US financial regulators are proposing a major overhaul of anti-money laundering (AML) and counter-terrorist financing (CFT) rules that would change how compliance programs are designed, assessed and defended.
Under proposals published by FinCEN alongside parallel rulemakings from the FDIC, Office of the Comptroller of the Currency (OCC) and National Credit Union Administration (NCUA), supervisors would move away from judging compliance by the volume of documentation produced. Instead, they would focus on whether AML and CFT frameworks actually work in practice and reduce financial crime risk.
For governance, risk and compliance leaders, this marks a clear shift in supervisory expectations. The emphasis would move from checklist-style compliance and audit-ready paperwork to outcomes-based assurance, which must assess whether controls are effective as well as companies’ ability to explain and evidence why they are appropriate for their risk profile.
At the heart of the proposals is a new approach to assessing program adequacy. Policies, training records and monitoring outputs would no longer be treated as sufficient on their own. Supervisors would expect firms to demonstrate that these elements drive meaningful decisions on controls, escalation and resourcing and ultimately contribute to risk reduction.
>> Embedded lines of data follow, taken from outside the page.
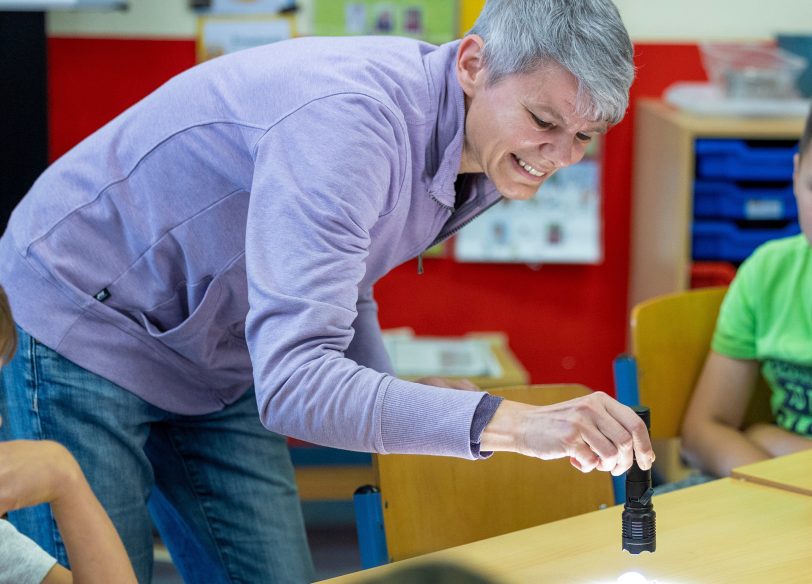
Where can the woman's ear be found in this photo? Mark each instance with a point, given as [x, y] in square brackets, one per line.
[470, 64]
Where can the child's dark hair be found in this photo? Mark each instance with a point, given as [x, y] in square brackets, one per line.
[8, 334]
[806, 138]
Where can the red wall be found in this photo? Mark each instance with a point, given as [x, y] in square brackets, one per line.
[565, 323]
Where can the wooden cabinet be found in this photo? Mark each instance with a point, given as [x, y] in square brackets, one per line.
[662, 201]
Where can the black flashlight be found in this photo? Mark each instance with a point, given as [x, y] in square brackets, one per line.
[639, 526]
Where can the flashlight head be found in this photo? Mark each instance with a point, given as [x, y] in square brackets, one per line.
[639, 520]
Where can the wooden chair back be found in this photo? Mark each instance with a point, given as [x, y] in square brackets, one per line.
[670, 338]
[432, 503]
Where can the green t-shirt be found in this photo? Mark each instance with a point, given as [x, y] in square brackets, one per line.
[767, 316]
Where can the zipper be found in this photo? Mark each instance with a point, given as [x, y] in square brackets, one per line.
[443, 236]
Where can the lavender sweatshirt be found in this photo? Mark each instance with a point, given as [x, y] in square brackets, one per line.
[228, 229]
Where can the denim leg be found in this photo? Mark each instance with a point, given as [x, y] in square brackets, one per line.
[230, 481]
[104, 426]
Enterprise-wide risk assessments take on a much more central role under the proposed rules. Regulators have indicated that risk assessments should function as active management tools, not static documents prepared for examinations. Companies would be expected to show that risk assessments directly influence how staff, technology and oversight are allocated, with clear prioritization of higher-risk customers, products and geographies.
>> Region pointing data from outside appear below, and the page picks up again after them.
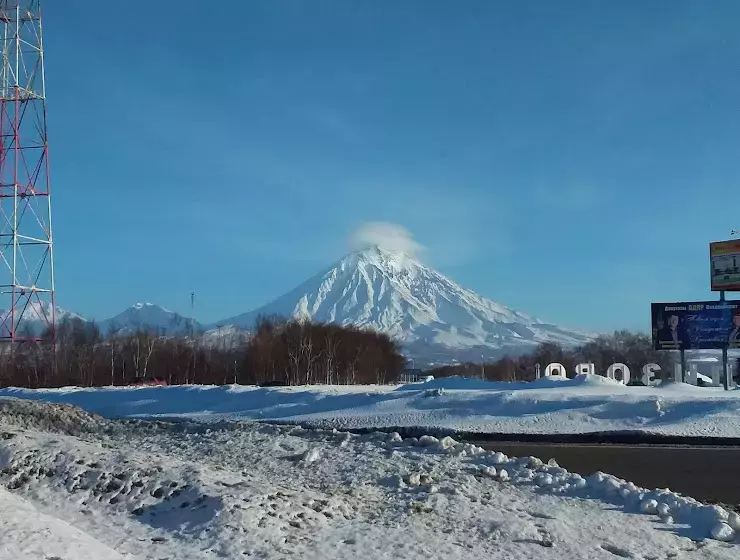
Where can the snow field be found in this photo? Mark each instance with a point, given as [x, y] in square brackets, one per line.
[157, 490]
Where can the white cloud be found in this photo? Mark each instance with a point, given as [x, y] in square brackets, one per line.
[386, 235]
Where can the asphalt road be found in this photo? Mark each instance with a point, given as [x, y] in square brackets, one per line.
[710, 474]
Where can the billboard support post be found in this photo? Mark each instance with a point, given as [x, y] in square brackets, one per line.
[725, 371]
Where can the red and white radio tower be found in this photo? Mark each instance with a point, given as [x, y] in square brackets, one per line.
[27, 268]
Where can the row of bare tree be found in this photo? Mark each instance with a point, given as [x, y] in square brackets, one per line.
[280, 352]
[633, 350]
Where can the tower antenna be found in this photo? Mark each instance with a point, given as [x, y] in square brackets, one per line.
[26, 257]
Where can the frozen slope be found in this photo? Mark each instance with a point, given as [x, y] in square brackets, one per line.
[397, 294]
[150, 491]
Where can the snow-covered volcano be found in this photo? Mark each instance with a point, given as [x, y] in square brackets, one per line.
[395, 293]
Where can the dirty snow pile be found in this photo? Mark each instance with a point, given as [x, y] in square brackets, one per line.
[588, 403]
[156, 490]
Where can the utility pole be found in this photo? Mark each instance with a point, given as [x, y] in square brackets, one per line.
[27, 269]
[192, 331]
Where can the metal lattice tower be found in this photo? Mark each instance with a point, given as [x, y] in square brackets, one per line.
[26, 263]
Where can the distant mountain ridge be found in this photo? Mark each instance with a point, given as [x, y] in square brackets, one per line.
[435, 319]
[151, 317]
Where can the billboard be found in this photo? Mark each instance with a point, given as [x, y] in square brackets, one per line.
[725, 263]
[696, 325]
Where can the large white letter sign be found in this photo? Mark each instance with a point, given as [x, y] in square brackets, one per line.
[555, 369]
[611, 373]
[648, 374]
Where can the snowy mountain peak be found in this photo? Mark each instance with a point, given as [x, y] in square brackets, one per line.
[394, 293]
[147, 305]
[150, 317]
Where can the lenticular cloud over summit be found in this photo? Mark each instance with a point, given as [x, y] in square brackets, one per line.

This also raises expectations for risk-based resourcing. Boards and senior committees would need to justify how compliance budgets, staffing models and system investments align with the institution’s actual exposure to financial crime risks, rather than historical structures or equal distribution of resources.
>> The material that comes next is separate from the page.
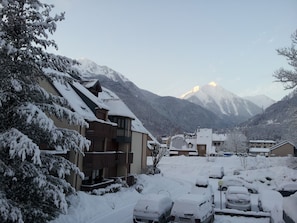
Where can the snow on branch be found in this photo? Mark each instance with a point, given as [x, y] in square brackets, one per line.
[20, 145]
[8, 212]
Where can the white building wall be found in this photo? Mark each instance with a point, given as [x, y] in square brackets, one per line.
[136, 148]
Decision transparency becomes more important under the proposed framework. Companies would be expected to evidence that choices around transaction monitoring design, alert thresholds and investigative focus are driven by risk appetite and assessment, rather than legacy system settings or operational convenience. This has specific implications for organizations relying heavily on rules-based monitoring that generates high alert volumes without clear linkage to current risk typologies.
Supervisory discussions would place less emphasis on raw output measures such as alert volumes or case throughput. Instead, regulators would look for evidence that monitoring systems are calibrated to real risks, using indicators such as detection performance, false positive rates and coverage of relevant typologies. This materially raises expectations for governance teams’ oversight of model performance and control effectiveness.
The parallel proposals from the FDIC, OCC and NCUA reinforce this approach across the US banking system, pointing to a more consistent supervisory stance. While this may reduce fragmentation for firms subject to multiple regulators, it also increases the overall bar for demonstrating mature, risk-based AML and CFT governance.
For governance teams, the operational challenge is significant. Many existing AML frameworks were built to meet prescriptive requirements rather than to demonstrate adaptive risk management. Moving to an effectiveness-led model is likely to require stronger data foundations, better analytics and closer coordination between compliance, technology and business teams, with boards expected to oversee and challenge that transition.
Finally, regulators are signaling a greater focus on explainability. Companies will need to articulate not just what controls they have in place, but why those controls make sense for their specific risk profile and how they work together to reduce exposure to financial crime.